Мать сунула ей в руку билет на «кукушку» ещё затемно, торопливо поцеловала в макушку и сказала сдавленным голосом: «Там воздух, молоко парное, отъешься за всё голодное время». Мать не поехала — на заводе не дали отпуск, план горел, и вообще, женщинам её цеха отдых не полагался до сентября. Кристина не спорила. Она послушно кивала, хотя внутри всё дрожало: бабушку она видела только на чёрно-белой фотографии, которая стояла на комоде между гранёным стаканом и пустым флаконом от духов «Красная Москва».

Бабушка Анна Трофимовна стояла прямо на перроне — высокая, статная, в синем сатиновом халате, накинутом поверх ночной рубашки, и в резиновых сапогах на босу ногу. Седая коса была уложена вокруг головы тяжёлой короной. Она смотрела на приближающуюся Кристину с каким-то напряжённым, изучающим интересом, а потом вдруг лицо её осветилось широкой, почти детской улыбкой:

— Леночка! Леночка приехала!

Кристина остановилась, перехватив ручку чемодана двумя руками. Леночкой звали её мать.

— Я Кристина, бабушка, — тихо сказала она. — Твоя внучка.
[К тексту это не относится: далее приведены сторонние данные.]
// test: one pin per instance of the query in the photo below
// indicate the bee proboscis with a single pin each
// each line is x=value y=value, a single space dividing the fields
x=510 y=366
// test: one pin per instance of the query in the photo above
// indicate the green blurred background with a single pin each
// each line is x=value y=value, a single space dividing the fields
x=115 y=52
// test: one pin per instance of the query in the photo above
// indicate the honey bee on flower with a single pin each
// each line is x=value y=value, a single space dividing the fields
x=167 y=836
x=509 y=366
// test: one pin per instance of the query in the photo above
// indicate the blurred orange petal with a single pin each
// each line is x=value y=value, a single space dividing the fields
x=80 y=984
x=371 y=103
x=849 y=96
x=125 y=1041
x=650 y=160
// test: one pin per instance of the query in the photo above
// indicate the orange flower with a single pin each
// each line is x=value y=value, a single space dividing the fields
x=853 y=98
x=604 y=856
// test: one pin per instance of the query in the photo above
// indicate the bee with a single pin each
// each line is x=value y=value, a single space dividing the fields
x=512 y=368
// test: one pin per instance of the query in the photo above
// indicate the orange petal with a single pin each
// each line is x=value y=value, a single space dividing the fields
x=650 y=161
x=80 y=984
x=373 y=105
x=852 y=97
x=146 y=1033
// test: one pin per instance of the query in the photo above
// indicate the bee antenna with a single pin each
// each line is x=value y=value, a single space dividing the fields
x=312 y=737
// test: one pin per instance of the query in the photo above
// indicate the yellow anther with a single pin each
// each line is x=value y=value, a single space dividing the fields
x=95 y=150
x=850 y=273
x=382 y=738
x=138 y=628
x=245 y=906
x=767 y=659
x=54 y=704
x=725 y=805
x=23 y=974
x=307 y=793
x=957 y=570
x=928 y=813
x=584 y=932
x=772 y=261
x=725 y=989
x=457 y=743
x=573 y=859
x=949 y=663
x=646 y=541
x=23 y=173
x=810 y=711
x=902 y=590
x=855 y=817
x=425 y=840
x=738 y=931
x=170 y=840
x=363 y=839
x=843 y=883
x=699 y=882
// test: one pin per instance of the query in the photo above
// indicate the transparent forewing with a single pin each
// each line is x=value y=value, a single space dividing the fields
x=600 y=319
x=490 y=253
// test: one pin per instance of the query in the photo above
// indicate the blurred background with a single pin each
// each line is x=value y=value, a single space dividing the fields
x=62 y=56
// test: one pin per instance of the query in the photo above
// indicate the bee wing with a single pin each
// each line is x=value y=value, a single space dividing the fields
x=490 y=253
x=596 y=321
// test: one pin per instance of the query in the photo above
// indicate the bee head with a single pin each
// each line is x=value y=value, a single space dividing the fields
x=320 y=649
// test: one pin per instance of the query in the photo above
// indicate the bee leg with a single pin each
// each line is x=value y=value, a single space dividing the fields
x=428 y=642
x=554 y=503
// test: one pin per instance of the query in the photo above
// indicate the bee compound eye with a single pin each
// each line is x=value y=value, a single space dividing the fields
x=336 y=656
Анна Трофимовна нахмурилась, моргнула несколько раз быстро-быстро, словно отгоняя муху, и виновато развела руками:

— Ой, да что ж это я. Ты ж мелкая ещё, конечно. Ленка-то уже взрослая совсем, работает. А ты Кристинка. Ну пошли, пошли, борщ на столе стоит, простынет. И компот я сварила, вишнёвый, ты такой сроду не пила.

Она говорила бодро, весело, но Кристина заметила, как бабушка по пути к выходу с перрона дважды обернулась на поезд, будто проверяя, не выйдет ли из вагона кто-то ещё. Что-то в этом взгляде было неспокойное, ищущее, но девочка не придала этому значения — в конце концов, она сама смертельно устала и хотела только сесть за стол и выпить обещанного компота.

Дом бабушки стоял на отшибе, за станцией, там, где грунтовая дорога ныряла в заросли бузины и выныривала уже у покосившегося, но крепкого ещё забора из почерневшего штакетника. Калитка висела на одной петле и открывалась с душераздирающим скрипом, от которого у Кристины зачесались зубы.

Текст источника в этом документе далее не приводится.